Als 2009 „Just Dance“ für die Wii erschien, dachte niemand, dass Ubisoft damit eine der langlebigsten Reihen der Firmengeschichte erschaffen würde. Neben den zahlreichen Spin-Offs, gab es im Jahr 2013 den vielleicht größten Umbruch, denn neben der Ankunft auf neuen Konsolen, wurde die Nummerierung durch das jeweils kommende Jahr ausgetauscht. Einher gingen Änderungen in Sachen Modi und Präsentation - und genau dieser große Umbruch geschieht nun mit „Just Dance 2023 Edition“ erneut. Obwohl der neueste Ableger erneut gelungen ist, fühlt er sich aber leider wie ein Rückschritt für die Reihe an.

Kein guter Anfang

Bereits der Start überrascht eher negativ - und das liegt nicht einmal an den Menüs, sondern beim Öffnen der physischen Version. Dieser liegt nämlich erstmals keine Karte bei, sondern lediglich ein Download-Code, was nie gern gesehen ist. Lädt man sich mit diesem das Spiel runter, ist der Download aber noch nicht vorbei, denn die Lieder werden nur gestreamt. Wer die 40 Tänze auch offline, oder schlichtweg in bester Qualität erleben möchte, muss sie im Spiel selbst herunterladen, was unnötig kompliziert ist.

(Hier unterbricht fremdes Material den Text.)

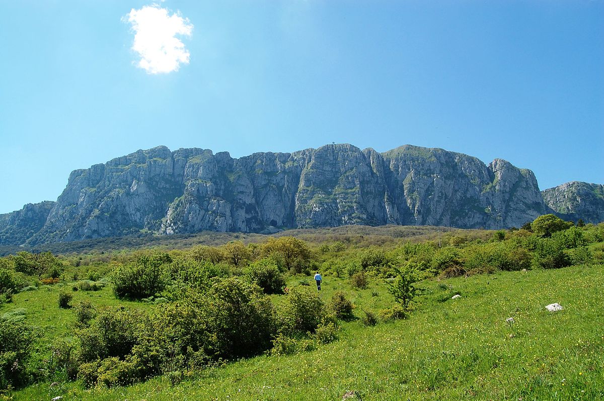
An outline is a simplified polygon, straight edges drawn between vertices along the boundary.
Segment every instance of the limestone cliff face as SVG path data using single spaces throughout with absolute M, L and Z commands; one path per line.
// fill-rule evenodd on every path
M 573 181 L 545 189 L 543 199 L 561 218 L 596 224 L 604 221 L 604 185 Z
M 54 202 L 28 203 L 20 210 L 0 215 L 0 245 L 21 245 L 44 226 Z
M 344 224 L 519 227 L 548 212 L 533 173 L 501 159 L 405 145 L 329 145 L 233 159 L 139 150 L 71 173 L 27 243 L 149 230 L 272 232 Z M 19 243 L 21 239 L 14 239 Z M 16 243 L 16 242 L 12 242 Z

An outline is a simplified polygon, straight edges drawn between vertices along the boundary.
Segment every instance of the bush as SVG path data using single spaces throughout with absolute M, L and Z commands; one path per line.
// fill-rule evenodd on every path
M 372 312 L 369 311 L 363 311 L 365 316 L 361 318 L 361 321 L 365 326 L 375 326 L 378 324 L 378 318 Z
M 350 277 L 350 284 L 355 288 L 365 289 L 369 286 L 369 280 L 367 279 L 367 275 L 363 271 L 355 273 Z
M 294 288 L 287 296 L 287 303 L 279 309 L 280 328 L 286 334 L 313 333 L 325 315 L 325 306 L 316 291 Z
M 361 254 L 359 262 L 363 270 L 366 270 L 370 266 L 385 266 L 388 264 L 389 260 L 383 250 L 371 249 L 364 251 Z
M 271 355 L 274 356 L 290 355 L 296 353 L 297 343 L 295 338 L 279 334 L 272 341 Z
M 395 268 L 396 278 L 393 282 L 388 282 L 388 291 L 394 297 L 394 300 L 400 304 L 405 311 L 409 309 L 409 304 L 417 293 L 417 288 L 413 285 L 417 280 L 409 271 L 402 271 Z
M 570 265 L 570 258 L 564 253 L 564 245 L 548 238 L 539 240 L 533 252 L 533 262 L 536 267 L 557 269 Z
M 138 335 L 148 321 L 143 312 L 120 308 L 101 312 L 90 327 L 77 333 L 84 362 L 115 356 L 124 358 L 138 343 Z
M 79 281 L 75 285 L 78 289 L 83 291 L 98 291 L 104 286 L 101 282 L 95 282 L 91 280 L 82 280 Z
M 0 294 L 18 292 L 24 286 L 25 281 L 14 270 L 0 267 Z
M 321 344 L 329 344 L 338 339 L 338 329 L 333 323 L 320 324 L 315 333 L 316 341 Z
M 556 216 L 548 214 L 539 216 L 531 223 L 533 232 L 543 237 L 550 237 L 554 233 L 562 231 L 573 226 Z
M 167 284 L 167 272 L 161 258 L 141 257 L 112 275 L 114 292 L 120 298 L 146 298 L 161 292 Z
M 332 309 L 338 319 L 353 319 L 355 315 L 352 313 L 353 308 L 352 303 L 346 299 L 346 295 L 342 291 L 336 292 L 332 298 Z
M 255 284 L 265 294 L 283 294 L 285 277 L 274 261 L 264 259 L 249 265 L 246 270 L 249 282 Z
M 437 271 L 455 272 L 463 270 L 463 266 L 461 255 L 454 247 L 439 248 L 432 259 L 432 267 Z
M 96 308 L 88 300 L 76 304 L 73 310 L 76 314 L 76 320 L 79 323 L 84 326 L 88 326 L 90 321 L 97 315 Z
M 284 271 L 300 274 L 310 267 L 310 250 L 306 242 L 294 237 L 269 237 L 260 249 L 263 256 L 275 260 Z
M 588 265 L 593 262 L 594 255 L 585 247 L 580 247 L 574 250 L 570 259 L 573 265 Z
M 59 307 L 63 309 L 69 309 L 71 308 L 71 305 L 69 305 L 69 302 L 71 302 L 71 299 L 74 296 L 71 294 L 61 291 L 59 293 Z
M 210 356 L 233 359 L 257 355 L 271 346 L 275 312 L 257 286 L 226 279 L 196 301 L 203 349 Z
M 407 318 L 407 314 L 405 312 L 405 309 L 398 306 L 382 309 L 379 316 L 383 321 L 393 321 Z
M 34 338 L 22 322 L 0 320 L 0 390 L 29 382 L 27 362 Z
M 52 352 L 46 360 L 46 368 L 48 373 L 48 380 L 59 381 L 62 375 L 70 380 L 77 376 L 79 361 L 76 344 L 65 340 L 60 340 L 53 344 Z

Doch auch ansonsten ist die neue Präsentation erschreckend: Begrüßt wird man nämlich mit vorgefertigten Playlisten und vorgeschlagenen Songs. Wenn man gezielt welche auswählen möchte, muss dafür erst ein seitlicher Menüpunkt ausgewählt werden, und das nach jedem einzelnen Tanz. Es ist völlig unverständlich, wieso es eine derart nervige Hürde gibt, nur um die Songs auszuwählen, zu denen man tatsächlich tanzen möchte. Dass die Menüs auf Nintendo Switch dazu noch derbe ruckeln, ist schlichtweg inakzeptabel und muss durch einen Patch behoben werden. Technisch lief noch kein Spiel der Reihe schlechter.

Monumentale Songliste

Der erste Schock, der sich aufgrund der katastrophalen Menüs auch nicht legt, wird glücklicherweise durch das eigentliche Gameplay abgeschwächt. Die Songliste allein sprengt in diesem Jahr wohl alles, was bislang geboten wurde: Mit „Boy with Luv“ und „Dynamite“ feiern BTS ihren Einzug, und allgemein werden K-Pop-Fans gut bedient. Songs wie „Million Dollar Baby“, „Physical“ und „Sweet but Psycho“ sind derweil wie für „Just Dance“ geschaffen und auch die jährliche Lady Gaga-Würdigung ist mit „Telephone“ gegeben.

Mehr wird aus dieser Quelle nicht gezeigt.